Relationship between formalin reagent and success rate of targeted sequencing analysis using formalin fixed paraffin embedded tissues.

BACKGROUND

Tumor genetic alterations are determined to aid in selecting therapy and predicting prognosis. In routine clinical practice, targeted sequencing analysis is performed using formalin-fixed paraffin embedded (FFPE) tissues. However, successful genetic analysis remains challenging because FFPE DNA is fragmented during the sample preparation process.

METHODS

Real-time PCR was performed to assess DNA quality and quantities.
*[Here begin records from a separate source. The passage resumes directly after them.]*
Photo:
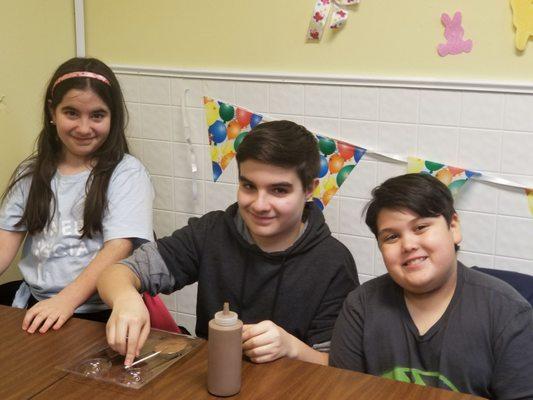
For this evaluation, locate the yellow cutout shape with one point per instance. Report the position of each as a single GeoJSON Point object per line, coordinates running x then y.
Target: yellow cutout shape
{"type": "Point", "coordinates": [523, 22]}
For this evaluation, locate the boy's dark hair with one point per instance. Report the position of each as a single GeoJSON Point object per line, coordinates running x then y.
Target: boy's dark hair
{"type": "Point", "coordinates": [283, 144]}
{"type": "Point", "coordinates": [422, 193]}
{"type": "Point", "coordinates": [42, 164]}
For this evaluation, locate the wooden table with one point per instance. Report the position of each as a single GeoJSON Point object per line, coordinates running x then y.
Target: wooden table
{"type": "Point", "coordinates": [28, 370]}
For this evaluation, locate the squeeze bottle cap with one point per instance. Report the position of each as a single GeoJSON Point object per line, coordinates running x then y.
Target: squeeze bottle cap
{"type": "Point", "coordinates": [226, 317]}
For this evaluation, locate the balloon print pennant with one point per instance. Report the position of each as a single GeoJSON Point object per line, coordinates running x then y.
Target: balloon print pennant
{"type": "Point", "coordinates": [227, 126]}
{"type": "Point", "coordinates": [454, 178]}
{"type": "Point", "coordinates": [337, 161]}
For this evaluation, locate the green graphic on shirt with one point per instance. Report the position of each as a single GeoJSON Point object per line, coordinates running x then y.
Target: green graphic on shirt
{"type": "Point", "coordinates": [419, 377]}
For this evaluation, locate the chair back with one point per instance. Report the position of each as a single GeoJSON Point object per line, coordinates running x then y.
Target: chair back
{"type": "Point", "coordinates": [521, 282]}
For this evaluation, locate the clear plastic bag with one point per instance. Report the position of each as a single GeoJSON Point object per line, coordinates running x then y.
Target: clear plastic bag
{"type": "Point", "coordinates": [105, 364]}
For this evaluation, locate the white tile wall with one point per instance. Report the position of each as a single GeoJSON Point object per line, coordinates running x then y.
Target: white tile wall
{"type": "Point", "coordinates": [489, 132]}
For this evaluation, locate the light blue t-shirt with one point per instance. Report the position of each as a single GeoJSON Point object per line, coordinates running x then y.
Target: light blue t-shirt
{"type": "Point", "coordinates": [53, 258]}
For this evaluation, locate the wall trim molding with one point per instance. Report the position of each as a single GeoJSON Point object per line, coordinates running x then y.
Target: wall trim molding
{"type": "Point", "coordinates": [326, 79]}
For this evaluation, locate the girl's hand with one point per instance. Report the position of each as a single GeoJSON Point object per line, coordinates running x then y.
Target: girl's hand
{"type": "Point", "coordinates": [53, 312]}
{"type": "Point", "coordinates": [266, 341]}
{"type": "Point", "coordinates": [128, 326]}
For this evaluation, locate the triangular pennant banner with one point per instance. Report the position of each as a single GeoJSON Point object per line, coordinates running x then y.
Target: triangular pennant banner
{"type": "Point", "coordinates": [227, 126]}
{"type": "Point", "coordinates": [529, 194]}
{"type": "Point", "coordinates": [337, 160]}
{"type": "Point", "coordinates": [452, 177]}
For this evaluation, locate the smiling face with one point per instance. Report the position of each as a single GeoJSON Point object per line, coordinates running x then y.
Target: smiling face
{"type": "Point", "coordinates": [419, 253]}
{"type": "Point", "coordinates": [83, 122]}
{"type": "Point", "coordinates": [271, 202]}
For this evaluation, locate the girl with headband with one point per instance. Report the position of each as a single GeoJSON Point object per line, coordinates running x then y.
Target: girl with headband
{"type": "Point", "coordinates": [80, 202]}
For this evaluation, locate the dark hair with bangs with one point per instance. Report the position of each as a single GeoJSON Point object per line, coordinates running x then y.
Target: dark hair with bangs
{"type": "Point", "coordinates": [422, 194]}
{"type": "Point", "coordinates": [42, 164]}
{"type": "Point", "coordinates": [283, 144]}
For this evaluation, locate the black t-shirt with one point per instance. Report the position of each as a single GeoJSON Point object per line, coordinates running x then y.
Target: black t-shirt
{"type": "Point", "coordinates": [482, 344]}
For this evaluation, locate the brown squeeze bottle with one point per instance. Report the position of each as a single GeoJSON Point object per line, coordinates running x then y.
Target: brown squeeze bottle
{"type": "Point", "coordinates": [224, 346]}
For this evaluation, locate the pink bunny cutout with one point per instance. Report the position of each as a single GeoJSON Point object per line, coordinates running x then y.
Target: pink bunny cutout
{"type": "Point", "coordinates": [453, 31]}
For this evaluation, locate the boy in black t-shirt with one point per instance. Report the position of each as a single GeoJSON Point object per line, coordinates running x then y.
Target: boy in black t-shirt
{"type": "Point", "coordinates": [431, 320]}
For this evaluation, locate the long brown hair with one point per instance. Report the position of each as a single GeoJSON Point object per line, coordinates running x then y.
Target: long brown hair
{"type": "Point", "coordinates": [42, 164]}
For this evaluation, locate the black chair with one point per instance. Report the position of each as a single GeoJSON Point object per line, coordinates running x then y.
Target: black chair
{"type": "Point", "coordinates": [521, 282]}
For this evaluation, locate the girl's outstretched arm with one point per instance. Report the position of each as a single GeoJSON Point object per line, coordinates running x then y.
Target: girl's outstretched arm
{"type": "Point", "coordinates": [129, 323]}
{"type": "Point", "coordinates": [10, 242]}
{"type": "Point", "coordinates": [54, 312]}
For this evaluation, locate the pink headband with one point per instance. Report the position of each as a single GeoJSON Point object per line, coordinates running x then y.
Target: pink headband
{"type": "Point", "coordinates": [80, 74]}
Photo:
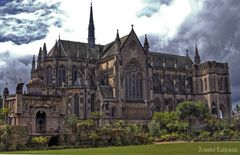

Targeted sequencing was performed using FFPE tissues fixed with different types of formalin.

RESULTS

DNA was less fragmented from samples fixed in low formalin concentration (10% vs. 20%) and neutral buffered conditions (neutral buffered vs. non-neutral). DNA fragmentation increased over the fixation time. In a preliminary test study, we compared fixation using 10% neutral buffered formalin (n = 180) and 20% formalin (n = 26). The success rate of targeted analysis was higher using 10% neutral formalin (98.3%; 177/180) compared with 20% formalin (34.6%; 9/26). In a validation study with additional formalin-fixed paraffin embedded tissues fixed with 10% neutral buffered formalin (n = 860), we reproduced these results and achieved a high success rate for targeted sequencing analysis (98.4%; 846/860).

CONCLUSION

Our data show that 10% neutral buffered formalin is recommended for fixation of formalin-fixed paraffin embedded samples to achieve high success rate of targeted sequencing analysis.